53. Н. Я. СОЛОВЬЕВУ. 19 сентября 1875 г., Кудиново[180]
(…) Ваша вторая пьеса и по задаче, и по изяществу, и по объему всем лучше и гораздо выше первой. Она, сверх того, и оригинальна, ибо уклоняется от того серого, ядовито-скучного пути отрицания и насмешки, который в наше время стал уже давно наскучать лучшей части публики. Все люди поумнее и поразвитее (даже и те из них, которые лично несчастливы) давно находят, что жизнь гораздо лучше, чем литература последнего периода (лучше не в том смысле, что она приятнее, покойнее, чем та, которую лет уже 20 и более описывает реальная школа, но в том, что она изящнее, глубже, поэтичнее, красивее, если хотите!). (…)

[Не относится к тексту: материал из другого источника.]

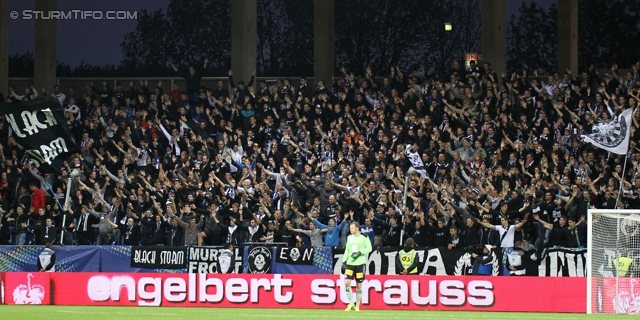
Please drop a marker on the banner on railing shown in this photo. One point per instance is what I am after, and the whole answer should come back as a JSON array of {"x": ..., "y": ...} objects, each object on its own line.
[
  {"x": 552, "y": 294},
  {"x": 205, "y": 259},
  {"x": 557, "y": 262},
  {"x": 295, "y": 255},
  {"x": 149, "y": 257}
]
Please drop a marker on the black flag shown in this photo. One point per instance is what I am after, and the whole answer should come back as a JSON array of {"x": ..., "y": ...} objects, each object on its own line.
[{"x": 40, "y": 127}]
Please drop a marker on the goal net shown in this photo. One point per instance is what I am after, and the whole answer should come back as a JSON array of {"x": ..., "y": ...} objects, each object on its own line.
[{"x": 613, "y": 261}]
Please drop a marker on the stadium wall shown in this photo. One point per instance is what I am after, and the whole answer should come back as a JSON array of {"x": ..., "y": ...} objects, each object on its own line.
[
  {"x": 294, "y": 291},
  {"x": 557, "y": 262}
]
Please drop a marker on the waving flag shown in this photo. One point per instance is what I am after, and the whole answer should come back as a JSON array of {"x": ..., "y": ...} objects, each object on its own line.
[
  {"x": 40, "y": 127},
  {"x": 612, "y": 135}
]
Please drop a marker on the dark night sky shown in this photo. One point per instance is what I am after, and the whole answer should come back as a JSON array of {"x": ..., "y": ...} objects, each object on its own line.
[{"x": 97, "y": 42}]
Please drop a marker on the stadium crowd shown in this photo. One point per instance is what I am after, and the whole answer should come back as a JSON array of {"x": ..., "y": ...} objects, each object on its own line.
[{"x": 499, "y": 159}]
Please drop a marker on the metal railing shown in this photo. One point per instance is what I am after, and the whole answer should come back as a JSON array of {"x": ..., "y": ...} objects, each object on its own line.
[{"x": 80, "y": 83}]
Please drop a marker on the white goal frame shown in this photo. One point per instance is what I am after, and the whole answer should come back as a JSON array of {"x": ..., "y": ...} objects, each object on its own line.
[{"x": 590, "y": 213}]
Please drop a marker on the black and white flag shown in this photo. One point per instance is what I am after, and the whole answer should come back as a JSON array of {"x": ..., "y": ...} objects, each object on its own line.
[
  {"x": 612, "y": 135},
  {"x": 40, "y": 127}
]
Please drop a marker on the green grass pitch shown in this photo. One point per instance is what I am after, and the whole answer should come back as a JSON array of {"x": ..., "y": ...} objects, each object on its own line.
[{"x": 157, "y": 313}]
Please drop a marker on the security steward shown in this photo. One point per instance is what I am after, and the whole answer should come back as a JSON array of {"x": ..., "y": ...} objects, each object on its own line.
[{"x": 406, "y": 259}]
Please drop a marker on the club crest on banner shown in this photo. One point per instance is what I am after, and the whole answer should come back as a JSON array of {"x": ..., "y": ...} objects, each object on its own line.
[{"x": 259, "y": 260}]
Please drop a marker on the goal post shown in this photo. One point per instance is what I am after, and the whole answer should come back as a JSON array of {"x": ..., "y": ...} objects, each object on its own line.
[{"x": 613, "y": 261}]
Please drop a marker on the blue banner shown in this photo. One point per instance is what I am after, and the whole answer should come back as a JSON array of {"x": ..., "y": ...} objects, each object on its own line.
[{"x": 68, "y": 258}]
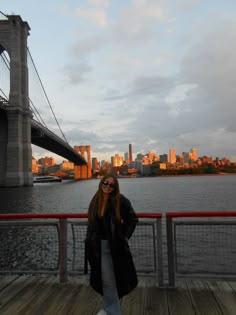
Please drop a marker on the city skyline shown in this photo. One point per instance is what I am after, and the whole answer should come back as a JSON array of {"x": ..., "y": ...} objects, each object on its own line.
[
  {"x": 158, "y": 74},
  {"x": 172, "y": 153}
]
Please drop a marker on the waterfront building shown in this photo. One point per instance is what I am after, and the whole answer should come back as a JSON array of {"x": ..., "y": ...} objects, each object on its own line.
[
  {"x": 95, "y": 164},
  {"x": 47, "y": 161},
  {"x": 193, "y": 154},
  {"x": 172, "y": 156},
  {"x": 35, "y": 167},
  {"x": 130, "y": 153},
  {"x": 126, "y": 157},
  {"x": 116, "y": 160},
  {"x": 66, "y": 165},
  {"x": 163, "y": 158}
]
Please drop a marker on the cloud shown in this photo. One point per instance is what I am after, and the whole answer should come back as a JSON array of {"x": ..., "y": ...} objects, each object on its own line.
[{"x": 75, "y": 73}]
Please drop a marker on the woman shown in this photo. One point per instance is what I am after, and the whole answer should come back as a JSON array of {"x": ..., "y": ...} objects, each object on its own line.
[{"x": 111, "y": 222}]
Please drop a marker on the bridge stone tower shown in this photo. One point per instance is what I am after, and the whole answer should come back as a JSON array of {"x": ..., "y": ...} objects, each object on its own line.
[
  {"x": 15, "y": 139},
  {"x": 83, "y": 171}
]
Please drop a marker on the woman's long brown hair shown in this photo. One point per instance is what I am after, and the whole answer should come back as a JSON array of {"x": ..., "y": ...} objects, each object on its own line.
[{"x": 97, "y": 200}]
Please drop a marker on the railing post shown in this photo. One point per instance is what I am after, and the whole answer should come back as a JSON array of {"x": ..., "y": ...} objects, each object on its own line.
[
  {"x": 63, "y": 249},
  {"x": 170, "y": 249},
  {"x": 159, "y": 251}
]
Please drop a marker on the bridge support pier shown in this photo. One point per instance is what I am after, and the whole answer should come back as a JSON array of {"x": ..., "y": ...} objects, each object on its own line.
[
  {"x": 83, "y": 171},
  {"x": 18, "y": 155}
]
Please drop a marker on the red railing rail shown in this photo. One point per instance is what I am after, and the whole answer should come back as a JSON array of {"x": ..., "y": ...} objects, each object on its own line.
[
  {"x": 151, "y": 215},
  {"x": 171, "y": 237},
  {"x": 200, "y": 214},
  {"x": 63, "y": 221}
]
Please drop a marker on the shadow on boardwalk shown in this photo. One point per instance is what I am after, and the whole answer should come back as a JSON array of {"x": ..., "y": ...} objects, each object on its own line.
[{"x": 34, "y": 295}]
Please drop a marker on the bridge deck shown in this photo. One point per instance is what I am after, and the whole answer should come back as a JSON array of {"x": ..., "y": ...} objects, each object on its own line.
[{"x": 31, "y": 295}]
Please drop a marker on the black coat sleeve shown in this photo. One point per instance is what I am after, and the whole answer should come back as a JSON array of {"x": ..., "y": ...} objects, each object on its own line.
[{"x": 128, "y": 217}]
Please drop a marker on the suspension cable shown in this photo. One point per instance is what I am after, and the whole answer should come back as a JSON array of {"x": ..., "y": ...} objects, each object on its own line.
[
  {"x": 4, "y": 14},
  {"x": 46, "y": 96}
]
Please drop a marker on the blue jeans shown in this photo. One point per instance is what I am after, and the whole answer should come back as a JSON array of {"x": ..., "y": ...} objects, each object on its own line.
[{"x": 111, "y": 302}]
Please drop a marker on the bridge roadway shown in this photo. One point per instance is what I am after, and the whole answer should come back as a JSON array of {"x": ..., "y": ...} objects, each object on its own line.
[
  {"x": 37, "y": 295},
  {"x": 46, "y": 139}
]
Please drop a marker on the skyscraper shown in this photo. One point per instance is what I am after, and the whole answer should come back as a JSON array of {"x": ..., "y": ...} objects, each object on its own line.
[
  {"x": 130, "y": 153},
  {"x": 172, "y": 156}
]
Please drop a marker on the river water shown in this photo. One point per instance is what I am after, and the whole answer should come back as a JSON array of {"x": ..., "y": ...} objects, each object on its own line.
[
  {"x": 149, "y": 194},
  {"x": 161, "y": 194}
]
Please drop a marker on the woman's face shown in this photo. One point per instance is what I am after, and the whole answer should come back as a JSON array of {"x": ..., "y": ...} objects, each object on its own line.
[{"x": 108, "y": 185}]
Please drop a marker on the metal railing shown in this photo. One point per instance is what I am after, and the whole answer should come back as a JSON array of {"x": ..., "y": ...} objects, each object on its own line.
[
  {"x": 53, "y": 243},
  {"x": 201, "y": 245}
]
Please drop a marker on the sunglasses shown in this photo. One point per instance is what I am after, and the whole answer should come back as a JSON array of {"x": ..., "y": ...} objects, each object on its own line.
[{"x": 108, "y": 184}]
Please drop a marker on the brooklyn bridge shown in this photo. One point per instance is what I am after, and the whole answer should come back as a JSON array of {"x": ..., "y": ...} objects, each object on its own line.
[{"x": 21, "y": 124}]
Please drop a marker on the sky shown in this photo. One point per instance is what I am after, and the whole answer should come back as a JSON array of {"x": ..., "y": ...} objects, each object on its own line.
[{"x": 158, "y": 74}]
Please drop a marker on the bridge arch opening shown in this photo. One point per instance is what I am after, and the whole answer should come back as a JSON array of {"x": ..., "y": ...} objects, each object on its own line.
[{"x": 4, "y": 73}]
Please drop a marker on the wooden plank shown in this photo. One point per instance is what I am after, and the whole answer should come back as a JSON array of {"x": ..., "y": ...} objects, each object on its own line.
[
  {"x": 179, "y": 300},
  {"x": 156, "y": 301},
  {"x": 225, "y": 296},
  {"x": 203, "y": 299},
  {"x": 88, "y": 302},
  {"x": 134, "y": 302},
  {"x": 6, "y": 280},
  {"x": 10, "y": 292},
  {"x": 29, "y": 298}
]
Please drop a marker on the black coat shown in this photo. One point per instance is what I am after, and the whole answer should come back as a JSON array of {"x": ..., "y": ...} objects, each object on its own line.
[{"x": 119, "y": 233}]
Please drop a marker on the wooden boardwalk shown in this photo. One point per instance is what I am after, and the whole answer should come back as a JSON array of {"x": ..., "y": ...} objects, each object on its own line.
[{"x": 34, "y": 295}]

Если (человек. — Д. С.) имеет истинное признание, не только цензура, но и равнодушие публики и несправедливость критики не охладят его, и рано или поздно он создаст хоть одну классическую вещь. Разве Вы не знаете, что Грибоедов не видал даже славы своей? Мало ли что он был посланником, он к хорошему положению в обществе был смолоду привычен, и его этим удивить было трудно. Но все литературные опыты его до «Горя от ума», которое было допущено на сцену после его трагической смерти, были неудачны. А я? Разве я хулю Тургенева за то, что он утвердил меня на этой дороге, за то, что он говаривал в 50-х годах: «Только от Льва Толстого и от этого юноши (указывая на меня) я жду нового слова»?

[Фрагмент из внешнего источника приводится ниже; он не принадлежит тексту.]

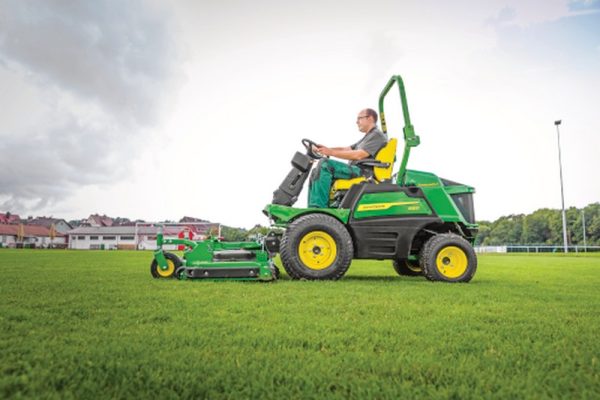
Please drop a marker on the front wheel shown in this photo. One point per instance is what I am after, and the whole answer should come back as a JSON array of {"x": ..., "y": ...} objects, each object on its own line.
[
  {"x": 173, "y": 263},
  {"x": 316, "y": 246},
  {"x": 448, "y": 258}
]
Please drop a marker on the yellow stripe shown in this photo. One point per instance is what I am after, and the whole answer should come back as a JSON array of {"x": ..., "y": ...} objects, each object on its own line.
[{"x": 384, "y": 206}]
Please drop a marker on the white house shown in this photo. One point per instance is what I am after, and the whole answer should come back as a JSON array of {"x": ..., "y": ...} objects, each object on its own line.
[
  {"x": 131, "y": 237},
  {"x": 30, "y": 236}
]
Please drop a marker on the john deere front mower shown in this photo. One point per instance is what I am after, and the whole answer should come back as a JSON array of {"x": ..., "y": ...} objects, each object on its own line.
[{"x": 423, "y": 223}]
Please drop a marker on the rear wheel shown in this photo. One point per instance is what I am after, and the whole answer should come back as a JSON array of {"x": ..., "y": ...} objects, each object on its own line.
[
  {"x": 316, "y": 246},
  {"x": 173, "y": 263},
  {"x": 448, "y": 258},
  {"x": 407, "y": 267}
]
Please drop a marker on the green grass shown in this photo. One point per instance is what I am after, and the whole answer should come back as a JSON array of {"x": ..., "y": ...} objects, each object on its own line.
[{"x": 85, "y": 324}]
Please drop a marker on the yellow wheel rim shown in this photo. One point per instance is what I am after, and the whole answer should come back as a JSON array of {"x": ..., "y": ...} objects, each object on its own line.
[
  {"x": 166, "y": 273},
  {"x": 317, "y": 250},
  {"x": 452, "y": 262}
]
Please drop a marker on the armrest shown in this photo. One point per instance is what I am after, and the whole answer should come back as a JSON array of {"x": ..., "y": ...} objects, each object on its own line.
[{"x": 371, "y": 162}]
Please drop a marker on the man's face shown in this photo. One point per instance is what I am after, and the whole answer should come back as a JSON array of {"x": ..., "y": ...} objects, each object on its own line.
[{"x": 364, "y": 122}]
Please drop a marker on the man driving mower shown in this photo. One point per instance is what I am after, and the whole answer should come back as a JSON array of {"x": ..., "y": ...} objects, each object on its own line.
[{"x": 327, "y": 170}]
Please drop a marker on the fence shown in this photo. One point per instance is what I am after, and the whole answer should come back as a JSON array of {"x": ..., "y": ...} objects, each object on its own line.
[{"x": 536, "y": 249}]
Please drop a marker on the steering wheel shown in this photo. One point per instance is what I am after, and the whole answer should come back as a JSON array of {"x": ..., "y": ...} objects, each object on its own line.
[{"x": 308, "y": 144}]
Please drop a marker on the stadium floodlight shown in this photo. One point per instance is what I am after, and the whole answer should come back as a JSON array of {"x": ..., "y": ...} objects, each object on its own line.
[
  {"x": 562, "y": 193},
  {"x": 583, "y": 224}
]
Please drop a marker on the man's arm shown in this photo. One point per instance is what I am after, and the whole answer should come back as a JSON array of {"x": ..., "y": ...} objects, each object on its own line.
[{"x": 345, "y": 153}]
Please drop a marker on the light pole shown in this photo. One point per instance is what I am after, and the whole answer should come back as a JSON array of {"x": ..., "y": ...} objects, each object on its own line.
[
  {"x": 583, "y": 223},
  {"x": 562, "y": 192}
]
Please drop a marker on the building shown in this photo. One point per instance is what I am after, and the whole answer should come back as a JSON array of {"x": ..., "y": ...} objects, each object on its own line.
[
  {"x": 8, "y": 218},
  {"x": 30, "y": 236},
  {"x": 98, "y": 220},
  {"x": 60, "y": 225},
  {"x": 140, "y": 236}
]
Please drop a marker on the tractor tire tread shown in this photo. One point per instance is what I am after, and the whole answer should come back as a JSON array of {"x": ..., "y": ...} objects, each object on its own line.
[
  {"x": 289, "y": 255},
  {"x": 432, "y": 245}
]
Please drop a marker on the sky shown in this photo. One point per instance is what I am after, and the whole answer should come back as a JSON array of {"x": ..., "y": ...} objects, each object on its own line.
[{"x": 157, "y": 110}]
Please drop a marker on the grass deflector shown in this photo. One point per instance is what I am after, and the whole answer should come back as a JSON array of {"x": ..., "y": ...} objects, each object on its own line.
[{"x": 424, "y": 223}]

И он был прав, и я сказал ему — скажу еще гораздо больше. Помешать этому никто, кроме Бога, не может. Если Бог отнимет у меня завтра жизнь, здоровье, разум, тогда, конечно, я уже не исполню ничего больше. А старик Аксаков[181], которому было 70 с лишком лет, когда он написал свою классическую вещь «Семейная хроника»? Примеров, друг мой, много, и унывать Вам с Вашей энергией вовсе бы не шло (…)

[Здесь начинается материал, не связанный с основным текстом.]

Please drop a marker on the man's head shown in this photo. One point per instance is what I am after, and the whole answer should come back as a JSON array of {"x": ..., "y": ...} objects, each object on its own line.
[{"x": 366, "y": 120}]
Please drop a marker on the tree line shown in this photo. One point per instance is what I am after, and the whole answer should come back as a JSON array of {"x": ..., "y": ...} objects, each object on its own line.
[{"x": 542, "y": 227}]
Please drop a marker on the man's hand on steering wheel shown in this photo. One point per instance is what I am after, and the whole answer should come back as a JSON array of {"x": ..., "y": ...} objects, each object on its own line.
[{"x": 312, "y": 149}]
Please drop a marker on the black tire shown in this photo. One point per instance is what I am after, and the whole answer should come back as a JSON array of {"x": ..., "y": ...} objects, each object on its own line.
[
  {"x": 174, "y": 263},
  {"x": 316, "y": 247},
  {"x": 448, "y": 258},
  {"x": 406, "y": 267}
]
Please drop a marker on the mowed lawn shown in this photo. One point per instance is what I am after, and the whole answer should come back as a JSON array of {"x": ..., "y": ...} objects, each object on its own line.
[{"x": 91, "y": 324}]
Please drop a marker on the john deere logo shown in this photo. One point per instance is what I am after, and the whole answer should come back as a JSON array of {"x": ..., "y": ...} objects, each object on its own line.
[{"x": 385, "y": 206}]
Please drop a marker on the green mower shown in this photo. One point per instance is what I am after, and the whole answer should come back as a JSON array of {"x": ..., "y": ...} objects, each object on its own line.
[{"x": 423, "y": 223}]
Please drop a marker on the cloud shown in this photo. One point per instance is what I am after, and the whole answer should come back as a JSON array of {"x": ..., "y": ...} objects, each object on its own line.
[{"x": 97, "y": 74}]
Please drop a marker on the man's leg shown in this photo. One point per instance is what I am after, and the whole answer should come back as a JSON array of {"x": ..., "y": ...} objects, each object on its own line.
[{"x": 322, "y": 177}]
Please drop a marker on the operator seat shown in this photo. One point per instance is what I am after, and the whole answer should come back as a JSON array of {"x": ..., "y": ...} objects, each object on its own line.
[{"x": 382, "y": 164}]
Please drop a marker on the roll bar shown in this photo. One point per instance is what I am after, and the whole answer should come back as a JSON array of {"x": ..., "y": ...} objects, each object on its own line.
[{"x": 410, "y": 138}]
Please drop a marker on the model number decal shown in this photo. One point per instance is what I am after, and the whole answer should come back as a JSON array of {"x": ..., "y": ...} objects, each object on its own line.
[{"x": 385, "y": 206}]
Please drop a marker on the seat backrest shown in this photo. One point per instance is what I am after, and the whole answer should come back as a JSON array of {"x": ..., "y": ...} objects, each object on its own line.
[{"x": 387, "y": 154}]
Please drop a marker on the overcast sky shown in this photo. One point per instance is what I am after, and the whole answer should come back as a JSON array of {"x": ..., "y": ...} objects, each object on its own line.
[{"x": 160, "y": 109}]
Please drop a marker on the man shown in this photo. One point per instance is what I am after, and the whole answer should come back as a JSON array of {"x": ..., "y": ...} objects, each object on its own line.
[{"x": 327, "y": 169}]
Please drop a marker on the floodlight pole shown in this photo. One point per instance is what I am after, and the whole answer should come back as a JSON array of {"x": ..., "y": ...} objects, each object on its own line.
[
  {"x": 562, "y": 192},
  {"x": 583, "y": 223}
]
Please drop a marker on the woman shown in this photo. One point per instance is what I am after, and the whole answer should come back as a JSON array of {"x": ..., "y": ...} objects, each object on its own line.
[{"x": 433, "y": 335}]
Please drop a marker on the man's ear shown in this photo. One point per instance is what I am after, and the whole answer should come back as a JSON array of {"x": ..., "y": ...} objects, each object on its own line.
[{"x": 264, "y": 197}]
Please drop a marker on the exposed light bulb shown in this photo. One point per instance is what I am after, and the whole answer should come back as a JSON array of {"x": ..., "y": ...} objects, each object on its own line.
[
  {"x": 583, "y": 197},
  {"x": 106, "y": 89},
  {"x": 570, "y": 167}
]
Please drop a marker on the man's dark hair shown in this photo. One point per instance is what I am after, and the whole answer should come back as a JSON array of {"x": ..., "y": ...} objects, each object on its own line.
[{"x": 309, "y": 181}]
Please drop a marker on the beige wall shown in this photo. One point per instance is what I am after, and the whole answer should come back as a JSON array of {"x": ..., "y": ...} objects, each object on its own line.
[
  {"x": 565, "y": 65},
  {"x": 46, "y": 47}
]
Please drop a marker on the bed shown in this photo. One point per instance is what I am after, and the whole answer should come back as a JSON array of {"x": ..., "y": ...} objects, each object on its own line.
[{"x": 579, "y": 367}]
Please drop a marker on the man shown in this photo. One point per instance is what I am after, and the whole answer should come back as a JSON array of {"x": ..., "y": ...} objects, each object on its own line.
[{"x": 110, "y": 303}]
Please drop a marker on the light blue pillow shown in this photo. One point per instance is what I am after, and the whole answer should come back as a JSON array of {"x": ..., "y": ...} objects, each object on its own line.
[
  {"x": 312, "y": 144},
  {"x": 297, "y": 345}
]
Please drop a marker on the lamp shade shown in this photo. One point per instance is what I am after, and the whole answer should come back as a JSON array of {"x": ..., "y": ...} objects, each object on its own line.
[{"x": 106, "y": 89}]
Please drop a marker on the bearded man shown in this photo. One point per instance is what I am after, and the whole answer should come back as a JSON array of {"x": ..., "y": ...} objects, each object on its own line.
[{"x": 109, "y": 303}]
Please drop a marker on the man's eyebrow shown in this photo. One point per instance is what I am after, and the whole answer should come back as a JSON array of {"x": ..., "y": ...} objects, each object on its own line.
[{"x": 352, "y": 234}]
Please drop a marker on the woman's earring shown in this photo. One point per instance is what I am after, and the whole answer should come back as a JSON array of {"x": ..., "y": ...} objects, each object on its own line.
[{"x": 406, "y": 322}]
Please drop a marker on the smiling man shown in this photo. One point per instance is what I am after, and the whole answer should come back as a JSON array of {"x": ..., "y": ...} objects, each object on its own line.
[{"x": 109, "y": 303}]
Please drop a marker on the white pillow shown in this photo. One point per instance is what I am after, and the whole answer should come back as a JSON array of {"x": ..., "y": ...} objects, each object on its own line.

Публикуется по автографу (ГЛМ).
54. К. А. ГУБАСТОВУ. 1 октября 1875 г., Мещовский монастырь св. Георгия[182]
Добрый, добрый, добрый мой Константин Аркадьевич! Я в этом монастыре на неделю, а, может быть, и больше, если деньги позволят. Приехал помолиться, попоститься, познакомиться с монахами и погрустить как-нибудь на новый манер (а то в Кудинове и все приятное, и все неприятное слишком уж правильно и однообразно).
Это всего 35 верст от Кудинова. Монастырь бедный, скромный, малолюдный, но игумен в нем прекрасный, ученик знаменитой Козельско-Оптинской пустыни, в полверсте от Мещовска; гостиница маленькая, новенькая, в русском простом вкусе — очаровательная! И вот, под влиянием уединения и какого-то сердечного тихого умиления, я сажусь вечером писать Вам это письмо (…)
Меня сокрушает одно теперь (да и то днями), это чрезмерный покой и мирное однообразие нашей кудиновской жизни. Есть дни и часы, в которые я задыхаюсь, в другие — ничего (…). Материальное положение мое в Кудинове более чем сносно. Жизнь наша проста и обходится очень недорого (рубл(ей) пятьдесят в месяц, а иногда и менее). Мы с Марьей Владимировной[183] сумели отстоять от братьев[184] это убежище. Сад наш велик, тенист, живописен, хотя фруктов уже в нем нет, как было лет 10–20 тому назад; рощи невелики, но прекрасны (а через десять лет они будут тысяч пять-семь стоить на сруб).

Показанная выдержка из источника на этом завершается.